The most important change in SME funding through the EGF concerned the nature of funding. While significant – the use of guarantees involved a notably increased role for private finance – we argue that this should nonetheless also be seen as an example of incremental change and layering because it was time-limited, did not constitute mainstream EIB activity and followed the EIB’s de-risking and shareholder-satisfaction path dependence. The EGF targeted fast-track funding aimed at providing liquidity to SMEs, instead of project-linked loans aimed at fixed-asset creation and/or modernisation, which had always been at the heart of the EIB’s statutory operating principles (EIB Citation1959, 38; EIB; EIB Citation2022e). The EIB had consistently provided finance linked to fixed assets, whereby over the years, the bank limited its funding to an average of 30% instead of the initially applicable “40 [per cent] of the cost of the fixed assets” (EIB Citation1975, 8). Liquidity injection reinforced the view of SME lending as “treasury funding” (Kavvadia Citation2020, 5) for commercial banks and raised questions, even within the EIB, as to the long-term impact and relevance of the financing which came to the market too late, during the “phasing out of emergency economic measures across Europe” (EIB Citation2022c, 1). This also followed an EIB trend of substituting permanent supranational fiscal capacity (Mertens and Thiemann, Citation2022; Tesche Citation2022). Addressing primarily “the credit risk […] and capital relief of intermediary banks” (EIB Citation2022c:X), brought the EIB criticism for serving predominantly the banking system and, to a lesser extent, the SME final beneficiaries (Clifton et al. Citation2020).

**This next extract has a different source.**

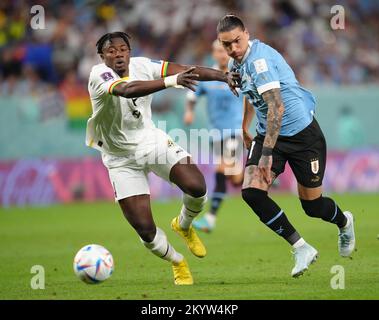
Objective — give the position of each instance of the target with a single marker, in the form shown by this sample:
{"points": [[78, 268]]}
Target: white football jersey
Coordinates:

The European Guarantee Fund as incremental change

The limited change in overall EIB lending activity can be juxtaposed with institutional innovation and change in EIB governance provoked by the COVID-19 crisis. With the creation of the EGF, the pandemic unlocked the direct risk coverage of EIB activity by EU member states. The EGF was innovative in that it involved both a diversification of the guarantee provision for EIB operations but also an extension of the amounts that the bank could guarantee. Furthermore, the EGF unleashed the EIB’s “increasing focus on using third party funds” (EIB Citation2021b, 12), allowing not only the bank’s risk coverage but also increased revenues, through the collection of fees for the management of funds created with EU budget and member state resources (Kavvadia Citation2022). The EGF, however, should not be seen as unprecedented. The practice of direct risk coverage of EIB activity by the member states had been used from 1964 for EIB operations outside the then European Community (EC). In 1964, of a total of 394 million units of account allocated to operations outside the EC, loans of 331 million units of account were guaranteed directly by the then six member states (EIB Citation1965). More recently, for external action, member states guaranteed EIB operations in African, Caribbean and Pacific (ACP) states under the Cotonou Partnership Agreement, which involved €2.5 billion for the period 2014–2021 (EIB Citation2022d).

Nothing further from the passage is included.